He took the concept of swift “alpine style” ascents (using minimalist gear) of Himalayan summits — where thin air adds to the technical challenges of steep rock and ice — to an even higher, riskier level. He had already climbed 11 of the world’s 8,000m summits; only Everest and Kangchenjunga would have remained after Makalu (8,485m) where he disappeared. In the Alps Lafaille climbed ten of the most difficult north faces in one 15-day continuous expedition, acknowledged internationally as a supreme achievement.
Lafaille was born in Gap, the Provençal town on the edge of the Alps, where his natural talent as a rock climber, evident from an early age despite his slight stature, quickly developed beyond the relative safety of competition climbs where fixed bolts insure against serious injury.
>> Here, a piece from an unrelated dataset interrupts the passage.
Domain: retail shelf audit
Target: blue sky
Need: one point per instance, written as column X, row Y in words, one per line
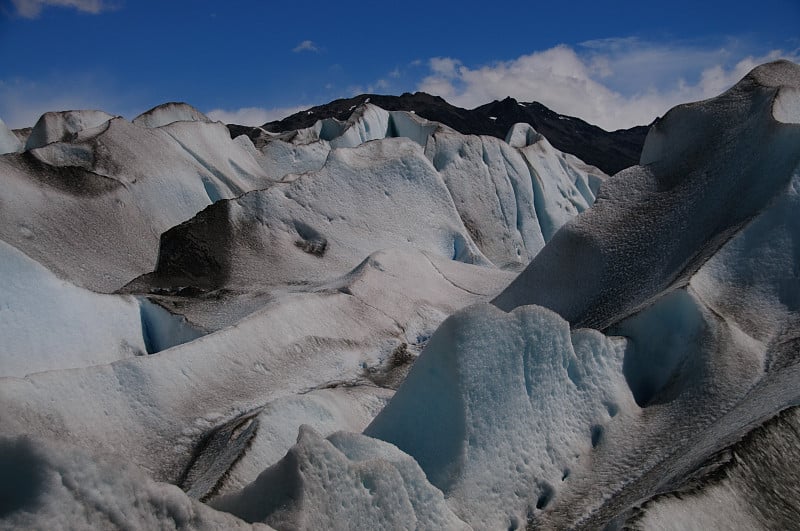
column 615, row 64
In 1989 he became the first Frenchman to climb unroped a route in the 7c+ grade of difficulty, and is credited with extending this scale of challenge to even higher levels.
His reputation for audacious solo Alpine climbs blossomed in the early 1990s with such routes as “Un Autre Monde” and “Divine Providence” on the Grand Pilier d’Angle, and “L’Ecume des Jours” on the Freney Pillar of Mont Blanc. On the west face of the Petit Dru he left his permanent stamp with the “Lafaille Route”, then reckoned the hardest in the Alps.
Such achievements placed him among the elite of French climbers, conferring on him celebrity status in France with its attendant possibilities for high earning through sponsorship and television spectaculars. At one point he joined an all-star team of internationally renowned climbers led by the American Ed Viesturs.
In 1996 in the Himalayas he soloed Gasherbrum I and II, both over 8,000m, in four days, and in 2000 he soloed the north face of Manaslu (8,156m). The following year Lafaille added the southeast spur of K2 (8,611m), the world’s second-highest summit. But his reputation for survival against the odds was earned on his first visit to the Himalayas in 1992 on the notorious south face of Annapurna. He was climbing alpine style with Pierre Beghin, another celebrated French mountaineer, and the pair were within 600m of the summit when a sudden severe change in the weather forced them to retreat.
They had little equipment to safeguard their descent, and when an abseil point failed, Beghin fell to his death, leaving Lafaille stranded on the face in a raging storm. Using a 20m length of lightweight line and pitons fashioned from tent poles, he spent five days gingerly descending the sheer south face of Annapurna in one of the most exceptional self-rescues in mountaineering history, the story of which he recounted in Prisonnier de l’Annapurna.
Lafaille’s attempt on Makalu (8,485m) solo and without supplementary oxygen in winter would have been another exceptional first for a climber who believed that the natural space of mountains was a route perhaps to suffering and death but also to wild inner richness.
Such contradictions of joy and horror held within a narrow boundary were, he admitted, irreconcilable, but everything on earth he saw as a balancing act.
Lafaille left his base camp on Makalu on January 24, and the last contact with him was by satellite telephone from his camp at 7,600m two days later. Nothing has been heard from him since.
Two searches of the face by helicopter spotted his tent but found no sign of the climber, and hope that he could have survived has been abandoned.
He is survived by his wife, Katia, and by a son and daughter.
Jean-Christophe Lafaille, mountaineer, was born on March 31, 1965. He died on Makalu, Nepal, circa January 27, 2006, aged 40.